Consider the words "amateur," "amateurishly," "professional," and "professionally." Note the subtle distinctions in meaning between the nouns and the related adverbs. Discussions about convention-running can get derailed when people use the terms meaning one of those senses to mean the other one.

I am an amateur convention runner, in that I do it for love, not money. (You really couldn't afford my professional rates.) I attempt to carry out my hobby professionally, in that I want things to work well and not look badly-organized.

[identity profile] redneckotaku.livejournal.com 2009-05-13 09:46 pm (UTC)(link)
That is one of my mantras in convention running. I am also not the best at that. I do have fanboy moments and it is why you will never see me as a Guest Relations person at a con. One thing I want to say to that list that shall never be named is what Christian Brock told me about Budgets, "You budget to Break even by Budgeting for a small profit." You put in a little extra to cover cost overruns (like emergency runs on Saturday for the Con Suite).

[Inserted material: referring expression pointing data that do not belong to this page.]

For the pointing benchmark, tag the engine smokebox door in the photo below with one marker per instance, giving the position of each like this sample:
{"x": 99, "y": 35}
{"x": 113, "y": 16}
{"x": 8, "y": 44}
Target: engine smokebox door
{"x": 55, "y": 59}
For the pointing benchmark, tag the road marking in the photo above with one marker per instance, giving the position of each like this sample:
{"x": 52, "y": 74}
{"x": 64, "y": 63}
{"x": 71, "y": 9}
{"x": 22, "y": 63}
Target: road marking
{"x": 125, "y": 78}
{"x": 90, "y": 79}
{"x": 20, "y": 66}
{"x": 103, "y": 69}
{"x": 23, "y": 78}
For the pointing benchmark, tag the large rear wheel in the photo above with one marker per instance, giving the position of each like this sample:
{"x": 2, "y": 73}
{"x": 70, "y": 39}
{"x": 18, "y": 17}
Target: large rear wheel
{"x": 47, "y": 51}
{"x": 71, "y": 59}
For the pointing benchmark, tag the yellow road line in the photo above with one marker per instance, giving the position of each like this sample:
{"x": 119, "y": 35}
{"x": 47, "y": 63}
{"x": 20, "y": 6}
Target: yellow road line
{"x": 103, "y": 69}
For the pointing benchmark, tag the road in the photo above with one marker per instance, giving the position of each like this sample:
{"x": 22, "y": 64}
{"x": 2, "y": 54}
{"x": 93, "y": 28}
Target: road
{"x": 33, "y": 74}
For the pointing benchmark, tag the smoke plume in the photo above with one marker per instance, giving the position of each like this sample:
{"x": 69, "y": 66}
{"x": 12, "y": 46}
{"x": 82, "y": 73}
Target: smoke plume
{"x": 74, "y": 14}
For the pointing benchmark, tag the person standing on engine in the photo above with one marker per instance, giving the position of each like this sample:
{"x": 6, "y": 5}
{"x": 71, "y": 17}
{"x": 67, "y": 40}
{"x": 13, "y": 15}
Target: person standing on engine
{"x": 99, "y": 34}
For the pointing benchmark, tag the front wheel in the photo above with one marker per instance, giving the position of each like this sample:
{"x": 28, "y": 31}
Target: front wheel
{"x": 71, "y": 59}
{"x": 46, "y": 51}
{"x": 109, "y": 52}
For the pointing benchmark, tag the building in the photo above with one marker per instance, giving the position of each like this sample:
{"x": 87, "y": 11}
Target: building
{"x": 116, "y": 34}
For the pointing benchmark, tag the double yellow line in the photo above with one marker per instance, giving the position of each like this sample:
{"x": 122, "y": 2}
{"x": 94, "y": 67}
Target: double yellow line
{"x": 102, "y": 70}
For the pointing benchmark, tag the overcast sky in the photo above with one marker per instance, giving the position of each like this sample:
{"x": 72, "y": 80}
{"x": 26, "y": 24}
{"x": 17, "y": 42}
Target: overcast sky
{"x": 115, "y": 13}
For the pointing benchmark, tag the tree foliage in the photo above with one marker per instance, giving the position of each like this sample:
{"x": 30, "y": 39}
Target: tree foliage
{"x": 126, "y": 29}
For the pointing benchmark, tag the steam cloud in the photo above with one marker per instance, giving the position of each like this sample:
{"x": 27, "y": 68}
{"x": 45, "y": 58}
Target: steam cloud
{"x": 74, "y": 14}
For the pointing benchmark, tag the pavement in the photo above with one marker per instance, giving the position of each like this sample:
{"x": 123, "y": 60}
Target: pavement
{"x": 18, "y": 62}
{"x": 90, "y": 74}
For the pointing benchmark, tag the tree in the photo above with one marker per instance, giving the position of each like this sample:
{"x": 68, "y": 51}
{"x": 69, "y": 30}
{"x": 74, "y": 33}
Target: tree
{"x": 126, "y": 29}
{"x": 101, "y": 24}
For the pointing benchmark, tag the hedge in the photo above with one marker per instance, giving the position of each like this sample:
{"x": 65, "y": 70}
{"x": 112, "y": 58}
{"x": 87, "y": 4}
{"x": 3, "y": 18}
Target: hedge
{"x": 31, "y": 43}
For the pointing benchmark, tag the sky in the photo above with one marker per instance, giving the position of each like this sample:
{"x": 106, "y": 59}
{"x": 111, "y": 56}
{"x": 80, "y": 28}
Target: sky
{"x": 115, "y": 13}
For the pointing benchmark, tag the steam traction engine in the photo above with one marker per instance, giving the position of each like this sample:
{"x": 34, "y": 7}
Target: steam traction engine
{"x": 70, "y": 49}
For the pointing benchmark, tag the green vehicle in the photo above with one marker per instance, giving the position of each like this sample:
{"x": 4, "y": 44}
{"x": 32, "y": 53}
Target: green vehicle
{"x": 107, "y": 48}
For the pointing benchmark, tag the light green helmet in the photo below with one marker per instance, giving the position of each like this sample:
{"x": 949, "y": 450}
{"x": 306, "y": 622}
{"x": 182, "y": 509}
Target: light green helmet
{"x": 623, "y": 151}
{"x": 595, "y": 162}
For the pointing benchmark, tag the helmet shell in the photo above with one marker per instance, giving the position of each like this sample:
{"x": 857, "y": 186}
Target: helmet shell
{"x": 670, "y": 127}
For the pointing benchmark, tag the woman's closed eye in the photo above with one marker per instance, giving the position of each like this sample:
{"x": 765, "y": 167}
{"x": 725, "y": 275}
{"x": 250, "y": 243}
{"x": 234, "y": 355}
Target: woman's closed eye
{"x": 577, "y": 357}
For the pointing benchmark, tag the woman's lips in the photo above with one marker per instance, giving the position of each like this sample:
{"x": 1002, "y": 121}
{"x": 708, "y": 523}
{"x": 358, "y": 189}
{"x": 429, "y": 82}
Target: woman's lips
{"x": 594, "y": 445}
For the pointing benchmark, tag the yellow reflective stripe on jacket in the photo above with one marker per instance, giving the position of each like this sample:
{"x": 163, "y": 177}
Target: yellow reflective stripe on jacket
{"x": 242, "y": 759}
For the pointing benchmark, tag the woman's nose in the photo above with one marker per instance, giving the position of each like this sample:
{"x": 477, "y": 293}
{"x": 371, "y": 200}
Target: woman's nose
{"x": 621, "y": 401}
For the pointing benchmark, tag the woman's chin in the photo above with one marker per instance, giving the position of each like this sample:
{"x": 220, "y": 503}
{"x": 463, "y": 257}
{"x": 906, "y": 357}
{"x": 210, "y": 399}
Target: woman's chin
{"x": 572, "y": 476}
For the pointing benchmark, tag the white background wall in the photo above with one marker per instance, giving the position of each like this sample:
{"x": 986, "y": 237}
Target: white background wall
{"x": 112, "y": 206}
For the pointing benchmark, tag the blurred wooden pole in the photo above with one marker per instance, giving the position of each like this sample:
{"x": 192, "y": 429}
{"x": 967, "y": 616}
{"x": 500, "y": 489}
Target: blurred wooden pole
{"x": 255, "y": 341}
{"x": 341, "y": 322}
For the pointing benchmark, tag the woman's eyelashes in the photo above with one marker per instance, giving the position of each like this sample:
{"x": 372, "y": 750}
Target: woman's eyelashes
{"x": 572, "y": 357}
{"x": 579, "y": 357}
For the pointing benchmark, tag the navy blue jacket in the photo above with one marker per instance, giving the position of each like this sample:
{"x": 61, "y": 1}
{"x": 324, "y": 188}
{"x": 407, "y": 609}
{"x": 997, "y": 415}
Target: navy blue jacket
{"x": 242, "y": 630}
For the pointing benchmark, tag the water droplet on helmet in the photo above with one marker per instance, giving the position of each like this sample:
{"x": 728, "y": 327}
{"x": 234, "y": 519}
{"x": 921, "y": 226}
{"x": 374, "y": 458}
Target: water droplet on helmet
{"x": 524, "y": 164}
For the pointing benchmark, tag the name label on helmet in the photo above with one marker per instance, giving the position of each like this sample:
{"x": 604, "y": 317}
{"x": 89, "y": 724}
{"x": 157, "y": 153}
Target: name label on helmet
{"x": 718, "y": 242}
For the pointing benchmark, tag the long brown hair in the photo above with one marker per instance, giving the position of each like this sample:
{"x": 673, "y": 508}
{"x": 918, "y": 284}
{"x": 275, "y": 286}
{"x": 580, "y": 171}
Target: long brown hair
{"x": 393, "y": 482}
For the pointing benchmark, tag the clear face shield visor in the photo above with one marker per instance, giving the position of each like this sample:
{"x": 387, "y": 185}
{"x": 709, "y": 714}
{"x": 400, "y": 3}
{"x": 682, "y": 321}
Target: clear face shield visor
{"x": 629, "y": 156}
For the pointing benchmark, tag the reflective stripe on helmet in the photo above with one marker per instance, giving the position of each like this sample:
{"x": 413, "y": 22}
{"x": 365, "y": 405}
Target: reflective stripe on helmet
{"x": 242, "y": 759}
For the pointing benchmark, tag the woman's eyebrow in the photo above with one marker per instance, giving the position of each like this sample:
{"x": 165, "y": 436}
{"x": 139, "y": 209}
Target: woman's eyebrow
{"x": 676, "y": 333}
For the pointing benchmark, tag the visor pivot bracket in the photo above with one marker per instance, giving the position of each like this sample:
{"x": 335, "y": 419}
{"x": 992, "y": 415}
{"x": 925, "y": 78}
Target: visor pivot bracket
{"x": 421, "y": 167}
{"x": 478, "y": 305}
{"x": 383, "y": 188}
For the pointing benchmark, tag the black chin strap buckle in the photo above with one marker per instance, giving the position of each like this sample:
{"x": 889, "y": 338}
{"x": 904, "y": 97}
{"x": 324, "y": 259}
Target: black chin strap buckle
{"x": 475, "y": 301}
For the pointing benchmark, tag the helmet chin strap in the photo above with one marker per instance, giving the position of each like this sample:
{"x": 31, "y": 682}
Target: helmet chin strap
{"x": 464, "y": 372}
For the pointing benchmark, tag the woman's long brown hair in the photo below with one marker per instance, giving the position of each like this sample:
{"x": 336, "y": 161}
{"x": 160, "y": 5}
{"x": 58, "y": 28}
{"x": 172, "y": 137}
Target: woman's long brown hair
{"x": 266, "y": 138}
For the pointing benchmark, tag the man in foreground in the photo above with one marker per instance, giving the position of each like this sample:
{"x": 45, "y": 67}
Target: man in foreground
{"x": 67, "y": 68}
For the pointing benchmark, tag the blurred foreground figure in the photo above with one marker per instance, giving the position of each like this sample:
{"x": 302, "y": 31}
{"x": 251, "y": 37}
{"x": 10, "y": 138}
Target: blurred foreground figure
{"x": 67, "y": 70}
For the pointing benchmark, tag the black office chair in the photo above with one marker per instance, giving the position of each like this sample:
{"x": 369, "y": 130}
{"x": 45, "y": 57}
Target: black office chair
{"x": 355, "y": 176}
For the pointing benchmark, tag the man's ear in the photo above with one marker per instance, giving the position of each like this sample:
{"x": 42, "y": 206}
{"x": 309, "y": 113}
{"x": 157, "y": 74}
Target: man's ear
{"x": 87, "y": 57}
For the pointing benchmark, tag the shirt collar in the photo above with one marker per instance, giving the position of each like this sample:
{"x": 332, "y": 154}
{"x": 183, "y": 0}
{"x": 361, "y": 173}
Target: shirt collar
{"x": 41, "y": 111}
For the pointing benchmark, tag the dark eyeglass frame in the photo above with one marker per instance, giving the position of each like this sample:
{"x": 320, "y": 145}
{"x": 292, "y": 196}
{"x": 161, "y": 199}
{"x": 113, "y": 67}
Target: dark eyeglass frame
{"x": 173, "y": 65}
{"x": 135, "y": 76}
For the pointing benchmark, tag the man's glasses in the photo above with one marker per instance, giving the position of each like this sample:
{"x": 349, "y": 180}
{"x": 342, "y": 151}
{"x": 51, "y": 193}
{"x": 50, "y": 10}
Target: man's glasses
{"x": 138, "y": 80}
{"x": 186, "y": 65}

[identity profile] kevin-standlee.livejournal.com 2009-05-13 09:54 pm (UTC)(link)
Well, yes, and there are plenty of people on that list who would agree with you. ConJose was budgeted to have a surplus of between $100,000 and $200,000 (on $1m turnover), but that's including all of the contingency funds and the planned post-con reimbursement of over $100,000 in memberships for the program participants, volunteers, staff, and committee. And we ended up not having nearly as many things go wrong as one might expect, either, but that's how contingency planning goes; sometimes you get lucky.

Obviously, if we were an ongoing convention, we would have built up a contingency fund that would have allowed us to not have to hold back close to 20% of our anticipated revenue just to cover contingencies. That extra expense, which otherwise could be returned to the members in the form of lower membership prices or enhanced membership services of some sort, is literally the price we pay for having Worldcon be independent and new each year.

[identity profile] cobrabay.livejournal.com 2009-05-13 10:51 pm (UTC)(link)
Please, you should not be describing yourself as an
amateur
convention runner, but as
Kevin Standlee, Gentleman Convention Runner
.

[identity profile] kevin-standlee.livejournal.com 2009-05-13 11:00 pm (UTC)(link)
Ah, yes, of course! Now you may have inspired me to make business cards thus inscribed.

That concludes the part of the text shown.